CommentaryPeruvian Food

Peru and Mexico Meet in Texas

Juan and Diane Valera of Austin, Texas

Peru and Mexico were two centers of the Spanish Empire and, before that, of native Empires. The two have a long relationship that dates from before Europeans appeared on their shores and is measured, if nothing else, in sharing foods which originated in the other: chocolate, corn, chiles, tomatoes, and more.

When Peru set out to develop and promote its cuisine, it took a model from what Mexican food had already accomplished in places like the US. Indeed, salsa, whose roots are in Mexico, is more popular now than the US native, ketchup. Still, in the process, one finds surprises that remind how much the two are joined.

Juan and Diane Valera of Austin, Texas
Juan and Diane Valera of Austin, Texas

While writing about “breakfast tacos” and Austin, the capital of Texas, I stumbled on one such joining. I was reading about the doyenne of tamales and more in the city on the Colorado, the granddaughter of a Mexican immigrant who fled the revolution and set up a cafe there near Austin City hall in the 20s, almost  a hundred years ago. During that century, her family continued in the restaurant business, offering one version of another of Mexican food to a Texas clientele even as styles, tastes, and demands changed. That is not the story here, though. Instead, I was pleasantly surprised when an article mentioned that her husband was from Peru.

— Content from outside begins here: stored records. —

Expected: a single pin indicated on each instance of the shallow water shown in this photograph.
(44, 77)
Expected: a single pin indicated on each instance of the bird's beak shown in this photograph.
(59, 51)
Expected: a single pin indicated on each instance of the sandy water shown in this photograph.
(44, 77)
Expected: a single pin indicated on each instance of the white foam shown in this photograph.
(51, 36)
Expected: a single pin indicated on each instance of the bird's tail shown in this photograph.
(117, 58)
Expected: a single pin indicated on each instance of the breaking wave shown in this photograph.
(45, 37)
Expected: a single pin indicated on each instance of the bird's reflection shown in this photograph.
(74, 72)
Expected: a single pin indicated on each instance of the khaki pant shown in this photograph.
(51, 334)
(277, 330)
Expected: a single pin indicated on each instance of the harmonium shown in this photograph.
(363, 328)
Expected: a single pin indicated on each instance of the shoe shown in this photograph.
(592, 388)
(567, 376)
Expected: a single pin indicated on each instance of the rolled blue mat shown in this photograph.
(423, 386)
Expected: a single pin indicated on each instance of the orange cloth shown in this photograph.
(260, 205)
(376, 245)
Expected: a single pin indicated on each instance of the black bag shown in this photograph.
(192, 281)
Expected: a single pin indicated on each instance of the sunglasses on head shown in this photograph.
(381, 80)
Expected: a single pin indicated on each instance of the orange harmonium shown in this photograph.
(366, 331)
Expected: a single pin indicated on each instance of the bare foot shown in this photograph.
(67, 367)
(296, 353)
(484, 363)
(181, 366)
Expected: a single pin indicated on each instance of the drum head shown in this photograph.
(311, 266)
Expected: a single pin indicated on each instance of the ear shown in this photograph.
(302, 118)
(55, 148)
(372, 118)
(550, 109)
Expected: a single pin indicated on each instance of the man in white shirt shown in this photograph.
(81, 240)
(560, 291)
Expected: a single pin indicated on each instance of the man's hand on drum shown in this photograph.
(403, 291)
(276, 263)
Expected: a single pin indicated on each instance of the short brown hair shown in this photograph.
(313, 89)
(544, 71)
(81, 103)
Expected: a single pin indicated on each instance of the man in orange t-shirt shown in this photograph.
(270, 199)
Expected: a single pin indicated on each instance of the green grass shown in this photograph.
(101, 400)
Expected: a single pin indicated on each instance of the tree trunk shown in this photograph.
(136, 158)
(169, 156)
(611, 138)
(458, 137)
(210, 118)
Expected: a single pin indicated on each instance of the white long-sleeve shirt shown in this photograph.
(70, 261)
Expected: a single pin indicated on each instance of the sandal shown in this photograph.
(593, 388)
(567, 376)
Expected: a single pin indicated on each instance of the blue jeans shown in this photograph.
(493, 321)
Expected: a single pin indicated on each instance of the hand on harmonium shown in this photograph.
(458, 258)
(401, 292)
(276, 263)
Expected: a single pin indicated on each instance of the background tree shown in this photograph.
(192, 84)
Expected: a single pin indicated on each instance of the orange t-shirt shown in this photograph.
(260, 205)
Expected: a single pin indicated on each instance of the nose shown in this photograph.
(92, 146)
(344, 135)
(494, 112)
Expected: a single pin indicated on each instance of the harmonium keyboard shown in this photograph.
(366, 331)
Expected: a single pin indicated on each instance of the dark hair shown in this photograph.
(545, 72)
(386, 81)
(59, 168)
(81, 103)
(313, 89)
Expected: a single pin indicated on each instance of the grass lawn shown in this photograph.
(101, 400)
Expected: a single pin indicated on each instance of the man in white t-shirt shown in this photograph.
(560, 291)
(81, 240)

Their children run Austin’s successful and traditional Tamale House East under the name of Inka Cinco Productions. The Inca Five, the Valera brothers and sisters own and run one of the city’s Mexican restaurants.

They get their last name from their father, Juan Valera as he is known in Austin, or Juan Valera Lema to use his full name (with both his last names).

A Church in Pacasmayo, Pueblo Nuevo
A Church in Pacasmayo, Pueblo Nuevo

Now in his seventies, Velera was born in Peru; his family originated in Peru’s north, in Pacasmayo, Pueblo Nuevo in La Libertad. He came to Austin at a time of transition in Peru. The Peruvian military had removed Fernando Belaunde Terry (who also had an Austin connection)  from the country’s presidency and installed a military government. The generals began taking land from those who had built estates in an agrarian reform and created from these a series of  cooperatives that frustrated many of the country’s rural communities. It is likely Valera had some relationship with this process since it is reported he worked for the Ministry of Agriculture and Forestry before coming to Texas and taking degrees, all the way to the Ph.D., in its universities.

While Valera’s wife, Diana Vasquez, continued in her family’s business as a restauranteur, Valera  began a career with the City of Austin where he worked in the Office of Environmental Resource Management, Parks and Recreation, and the Division of Natural Resources before moving to the Texas State Department of Transportation as an Environmental Protection Specialist.

Valera has published online about the art of bullfighting and on the role of the Andalusian horse in it. Besides this interest, Valera has also offered classes in Austin on Peruvian cuisine and created a one-day, pop-up restaurant within his family’s Tamale House East where he served a classic Creole Peruvian meal that included ceviche, papa la huancaina, ají de gallina, arroz con pollo, lomo saltado, and flan.

Trujillo Style Arroz con Pollo
Arroz con Pollo from the North of Peru (Photo: Walter Coraza Morveli)

Juan Valera-Lema is but one Peruvian who connected Peruvian food with Mexican. He illustrates the complexity of how Peruvian food has boomed. The story is not just of celebrity chefs, but also of people who came to the US and promoted their version of the national cuisine and culture.